OUTER SPACE | 2055
It took the unexpected grazing of the upper atmosphere in 1972 for astronomers to really pay attention to Comet Doherty-Humphrey. Astrophysicists agreed that the body had most likely come from a neighboring galaxy sixty-three light years away, having been knocked out of its orbit around a young star named Beta Pictoris by a collision with another exocomet.
Looking back at recorded sightings, Doh-Hum, as it began to be called, showed up out of nowhere in the late 19th century and had visited Earth eighty-three years later, getting startlingly close.
Officials attempted to soothe the world’s population after the last pass by postulating that the influence of Earth’s gravity during the Near Miss—as the world’s media soberly branded the event—would have had the effect of changing the trajectory of the giant ball of rock and ice.

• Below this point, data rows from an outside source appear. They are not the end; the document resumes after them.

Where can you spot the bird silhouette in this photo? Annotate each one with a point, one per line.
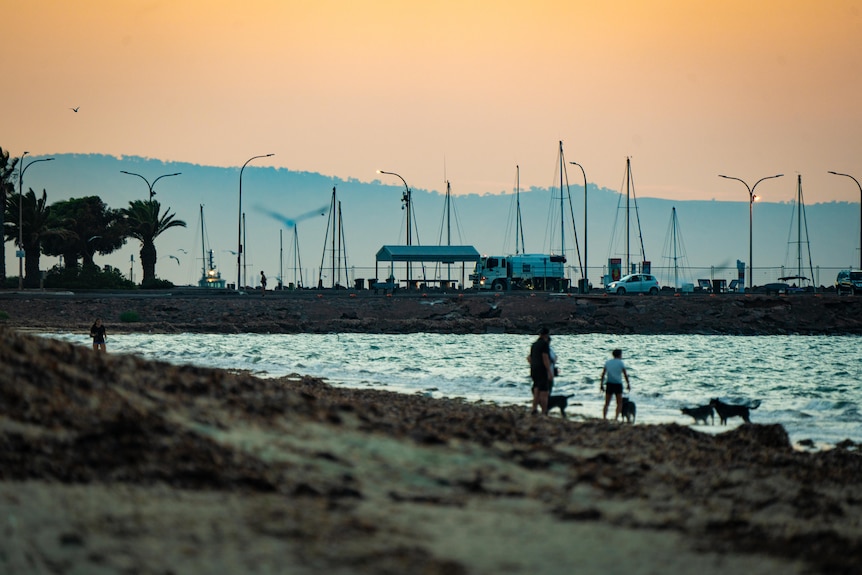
(290, 222)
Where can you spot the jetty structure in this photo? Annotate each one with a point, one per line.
(210, 276)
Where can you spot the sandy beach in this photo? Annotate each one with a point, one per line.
(112, 464)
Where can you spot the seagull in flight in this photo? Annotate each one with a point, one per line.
(290, 222)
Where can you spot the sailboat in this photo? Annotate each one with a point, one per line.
(210, 276)
(338, 251)
(615, 265)
(676, 248)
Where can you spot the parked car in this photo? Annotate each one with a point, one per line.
(634, 283)
(849, 282)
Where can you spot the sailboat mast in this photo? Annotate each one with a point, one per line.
(799, 227)
(628, 233)
(244, 251)
(519, 232)
(448, 226)
(203, 246)
(297, 262)
(338, 255)
(334, 233)
(562, 206)
(281, 258)
(675, 261)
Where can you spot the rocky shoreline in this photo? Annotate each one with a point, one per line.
(327, 311)
(111, 464)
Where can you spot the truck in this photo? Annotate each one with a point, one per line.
(520, 271)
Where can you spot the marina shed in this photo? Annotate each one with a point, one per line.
(425, 254)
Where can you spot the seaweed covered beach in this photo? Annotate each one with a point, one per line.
(110, 464)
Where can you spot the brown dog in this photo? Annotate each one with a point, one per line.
(561, 401)
(700, 413)
(726, 410)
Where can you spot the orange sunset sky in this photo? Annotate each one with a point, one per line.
(459, 90)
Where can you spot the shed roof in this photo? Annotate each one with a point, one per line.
(444, 254)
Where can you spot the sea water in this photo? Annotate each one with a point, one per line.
(809, 384)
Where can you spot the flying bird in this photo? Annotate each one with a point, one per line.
(290, 222)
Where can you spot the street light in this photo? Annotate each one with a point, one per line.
(860, 212)
(406, 199)
(586, 267)
(239, 224)
(149, 185)
(21, 216)
(751, 199)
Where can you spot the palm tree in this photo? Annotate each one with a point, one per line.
(7, 190)
(37, 226)
(95, 227)
(145, 224)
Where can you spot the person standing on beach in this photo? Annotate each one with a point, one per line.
(613, 373)
(97, 332)
(541, 370)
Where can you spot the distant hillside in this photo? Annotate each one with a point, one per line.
(714, 234)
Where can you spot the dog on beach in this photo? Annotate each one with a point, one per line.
(630, 410)
(561, 401)
(700, 413)
(726, 410)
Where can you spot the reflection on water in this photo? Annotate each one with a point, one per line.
(810, 384)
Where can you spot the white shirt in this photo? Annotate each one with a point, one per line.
(614, 370)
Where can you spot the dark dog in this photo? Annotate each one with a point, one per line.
(700, 413)
(630, 410)
(726, 410)
(561, 401)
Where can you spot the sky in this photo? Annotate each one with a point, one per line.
(462, 91)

It did.
It was later projected—with enough degree of certainty to create Major’s mission out of whole cloth—that the next cycle would bring the visitor into direct contact with Earth somewhere near the independent Pacific Ocean nation of Hawai‘i.
Desperate cries from a frightened populace called for the reactivation of the world’s mothballed nuclear weapons in order to try to blow the massive frozen form out of the way of the planet. Cooler heads finally prevailed as the idea of the arrival of thousands of smaller—and probably now radioactive—pieces raining down through the atmosphere didn’t make anyone sleep any better at night; that is, if the aging bombs worked at all. That wasn’t to say that world powers were not holding that plan in reserve in case Major’s mission failed.

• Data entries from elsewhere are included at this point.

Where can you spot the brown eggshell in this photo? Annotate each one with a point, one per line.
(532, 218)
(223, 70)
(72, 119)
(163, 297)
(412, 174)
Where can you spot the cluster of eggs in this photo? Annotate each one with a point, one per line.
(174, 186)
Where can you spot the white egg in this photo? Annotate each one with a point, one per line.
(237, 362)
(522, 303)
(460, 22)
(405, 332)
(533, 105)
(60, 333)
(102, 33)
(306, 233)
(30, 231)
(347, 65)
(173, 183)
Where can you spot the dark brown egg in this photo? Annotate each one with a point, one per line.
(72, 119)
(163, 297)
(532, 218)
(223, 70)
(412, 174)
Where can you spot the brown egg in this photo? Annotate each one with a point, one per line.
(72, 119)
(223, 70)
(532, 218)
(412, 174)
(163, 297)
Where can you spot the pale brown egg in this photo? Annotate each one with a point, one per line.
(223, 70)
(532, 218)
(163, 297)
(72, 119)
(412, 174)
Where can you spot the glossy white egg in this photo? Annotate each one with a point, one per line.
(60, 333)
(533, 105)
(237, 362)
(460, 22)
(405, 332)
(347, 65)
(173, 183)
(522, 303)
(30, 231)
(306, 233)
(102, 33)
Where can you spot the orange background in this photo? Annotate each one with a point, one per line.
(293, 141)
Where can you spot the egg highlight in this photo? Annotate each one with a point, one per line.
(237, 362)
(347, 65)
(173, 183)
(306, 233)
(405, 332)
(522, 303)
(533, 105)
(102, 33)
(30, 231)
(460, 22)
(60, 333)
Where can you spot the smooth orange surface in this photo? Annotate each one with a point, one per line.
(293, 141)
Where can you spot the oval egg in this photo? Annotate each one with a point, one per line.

The captain himself had to admit that he had his doubts. The plan was to meet the world-killing frozen chunk of water, rock, and gas out beyond the orbit of Mars. Once there, the ship would get in step and basically unfurl a giant polyester bag around the comet and bombard it with gases in order to begin breaking it down into its elemental components. The hydrogen released by the comet would then be collected, stored, and used to get the crew back home once the mass was sufficiently mitigated.
If there was one thing that nagged at Major’s mind and kept him up at night, it was the uncertainty of what the crew would find once they started melting and processing the comet. It could simply be the frozen afterbirth of a young galaxy—but what if it was something else entirely?